After Tax Salvage Value:
The after tax salvage value involves calculating the tax on the sale
of the asset and subtracting it from the salvage value (market value
of the asset when it is sold).

After Tax Salvage Value = ATSV
Salvage Value = SV
Book Value = BV
Accumulated Depreciation = Dt

ASTV = SV - Tax on the Salvage Value =
     = SV - [(Taxable Basis) * (Tax Rate)] =
     = SV - [(SV - BV)* (Tax Rate)] =
     = SV-[(SV -(Original Value-Dt))*(Tax Rate)]

When the Book Value of the Asset is 0, the salvage value simplifies to
the following:

ATSV = SV - [(SV *(Tax Rate)] = SV *(1-T) .

In the answer that I provided to you ATSV must replace the term "Old
Machine
sale value".

Then the relevant initial outlay in this capital budgeting decision
is:

I = New Machine cost + Installation cost + Training cost - ATSV 

The Book Value for the old machine is 
BV = $50,000 - $7,000 * 5 = $15,000

ATSV = SV-[(SV - BV)*(Tax Rate)] =
     = $10,000 - ($10,000 - $15,000) * 0.40 = $10,000 - (-$2,000) =
     = $12,000 .

Then 
I = $75,000 + $5,000 + $2,500 - $12,000 = $70,500 .

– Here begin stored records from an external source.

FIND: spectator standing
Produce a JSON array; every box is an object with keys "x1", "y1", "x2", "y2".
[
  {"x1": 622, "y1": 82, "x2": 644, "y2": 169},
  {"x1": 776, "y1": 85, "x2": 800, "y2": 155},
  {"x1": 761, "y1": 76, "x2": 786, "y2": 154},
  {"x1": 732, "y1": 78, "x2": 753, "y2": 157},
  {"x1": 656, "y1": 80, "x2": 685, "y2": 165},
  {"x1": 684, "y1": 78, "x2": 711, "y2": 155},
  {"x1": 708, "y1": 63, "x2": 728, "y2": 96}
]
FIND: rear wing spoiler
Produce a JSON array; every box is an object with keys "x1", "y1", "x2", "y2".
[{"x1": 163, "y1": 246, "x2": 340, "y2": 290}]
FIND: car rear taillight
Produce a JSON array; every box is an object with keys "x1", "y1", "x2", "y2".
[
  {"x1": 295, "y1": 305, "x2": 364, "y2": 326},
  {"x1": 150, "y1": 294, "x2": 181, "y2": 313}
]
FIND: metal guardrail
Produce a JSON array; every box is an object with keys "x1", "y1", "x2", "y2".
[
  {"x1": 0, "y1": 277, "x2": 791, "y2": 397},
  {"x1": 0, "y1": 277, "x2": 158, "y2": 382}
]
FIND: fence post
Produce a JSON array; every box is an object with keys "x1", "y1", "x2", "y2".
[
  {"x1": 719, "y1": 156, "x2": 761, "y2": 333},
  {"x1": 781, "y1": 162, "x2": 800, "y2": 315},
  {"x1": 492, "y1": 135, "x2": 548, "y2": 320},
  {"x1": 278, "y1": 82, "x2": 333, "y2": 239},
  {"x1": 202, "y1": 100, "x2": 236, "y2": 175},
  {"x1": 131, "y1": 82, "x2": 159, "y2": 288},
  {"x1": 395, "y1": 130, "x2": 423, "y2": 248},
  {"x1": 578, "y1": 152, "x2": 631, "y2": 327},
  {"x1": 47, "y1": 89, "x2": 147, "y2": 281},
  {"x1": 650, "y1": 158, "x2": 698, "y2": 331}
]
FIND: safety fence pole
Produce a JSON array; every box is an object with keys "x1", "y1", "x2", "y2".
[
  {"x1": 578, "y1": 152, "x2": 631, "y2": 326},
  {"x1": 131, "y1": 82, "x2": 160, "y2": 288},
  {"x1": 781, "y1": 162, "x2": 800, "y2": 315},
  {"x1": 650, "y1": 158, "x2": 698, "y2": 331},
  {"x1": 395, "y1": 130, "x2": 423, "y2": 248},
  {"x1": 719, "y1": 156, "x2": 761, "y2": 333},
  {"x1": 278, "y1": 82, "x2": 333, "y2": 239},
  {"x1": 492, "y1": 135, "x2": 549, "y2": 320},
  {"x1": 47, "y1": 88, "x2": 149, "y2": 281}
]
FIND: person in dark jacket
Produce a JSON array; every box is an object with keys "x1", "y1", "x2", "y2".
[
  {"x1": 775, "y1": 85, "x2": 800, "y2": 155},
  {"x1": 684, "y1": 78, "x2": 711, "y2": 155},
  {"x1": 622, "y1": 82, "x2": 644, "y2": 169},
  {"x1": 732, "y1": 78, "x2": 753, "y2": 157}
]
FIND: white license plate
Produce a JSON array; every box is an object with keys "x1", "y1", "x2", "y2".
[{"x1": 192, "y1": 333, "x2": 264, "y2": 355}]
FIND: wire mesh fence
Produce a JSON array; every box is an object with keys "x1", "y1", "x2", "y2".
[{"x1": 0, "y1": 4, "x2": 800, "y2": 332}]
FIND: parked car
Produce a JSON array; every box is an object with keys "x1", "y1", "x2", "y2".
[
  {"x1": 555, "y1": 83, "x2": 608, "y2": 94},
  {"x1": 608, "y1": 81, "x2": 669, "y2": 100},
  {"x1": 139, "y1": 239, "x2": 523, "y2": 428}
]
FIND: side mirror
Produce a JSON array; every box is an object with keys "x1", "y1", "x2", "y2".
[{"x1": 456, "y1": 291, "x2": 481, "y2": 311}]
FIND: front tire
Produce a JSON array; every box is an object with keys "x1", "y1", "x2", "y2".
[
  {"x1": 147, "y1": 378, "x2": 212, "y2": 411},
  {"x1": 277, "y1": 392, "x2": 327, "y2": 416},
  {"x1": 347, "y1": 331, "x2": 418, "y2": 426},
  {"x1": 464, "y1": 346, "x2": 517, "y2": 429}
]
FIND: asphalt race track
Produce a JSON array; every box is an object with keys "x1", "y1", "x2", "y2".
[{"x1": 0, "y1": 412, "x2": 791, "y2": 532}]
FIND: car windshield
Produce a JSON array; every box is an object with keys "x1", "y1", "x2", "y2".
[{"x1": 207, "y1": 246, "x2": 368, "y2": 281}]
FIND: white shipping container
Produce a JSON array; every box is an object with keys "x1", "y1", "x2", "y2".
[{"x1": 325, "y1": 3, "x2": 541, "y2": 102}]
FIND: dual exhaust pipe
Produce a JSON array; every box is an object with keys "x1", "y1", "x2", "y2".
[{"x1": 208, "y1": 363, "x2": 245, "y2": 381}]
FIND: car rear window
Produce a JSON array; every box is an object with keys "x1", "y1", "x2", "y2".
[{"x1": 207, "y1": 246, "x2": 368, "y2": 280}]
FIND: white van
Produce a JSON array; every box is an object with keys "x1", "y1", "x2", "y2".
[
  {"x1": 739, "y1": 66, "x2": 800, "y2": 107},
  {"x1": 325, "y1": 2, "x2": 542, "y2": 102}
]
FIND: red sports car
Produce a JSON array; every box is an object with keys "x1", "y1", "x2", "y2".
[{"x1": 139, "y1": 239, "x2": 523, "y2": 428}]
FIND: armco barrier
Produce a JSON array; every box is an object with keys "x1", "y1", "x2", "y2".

So the correct answer is c).

----------------------------------------

For a better clarification of this new concept I will provide you a
little example:
Old Machine Book value = $15,000, Tax Rate = 34% . 
Estimate the Taxes for the following Salvage Values:
a)$35,000; b)$25,000; c)$15,000; d)$12,000

 a). Tax payments associated with the sale for $35,000:

      Recapture of depreciation = ($35,000-$15,000)*(0.34) = $6,800


 b). Tax payments associated with sale for $25,000:

      Recapture of depreciation = ($25,000-$15,000)*(0.34) = $3,400


 c). No taxes, because the machine would have been sold for its book
value.


 d). Tax savings from sale below book value:

      Tax savings = ($15,000-$12,000)*(0.34)  = $1,020


When you calculate the Terminal Cash Flow for an old machine you must
compute the Salvage Value plus Recapture of depreciation if Salvage
Value is greater than Book Value, or you must compute the Salvage
Value less Tax savings if Book value is greater than Salvage value.
The introduction of the ATSV concept in the Initial Investment formula
do this directly.

I hope this clarify the resolution of the problem.
Please, ask for a clarification if it needed.

Best Regards.
livioflores-ga
k9queen-ga rated this answer:4 out of 5 stars and gave an additional tip of: $4.00
Very clear and easy to understand! And speedy!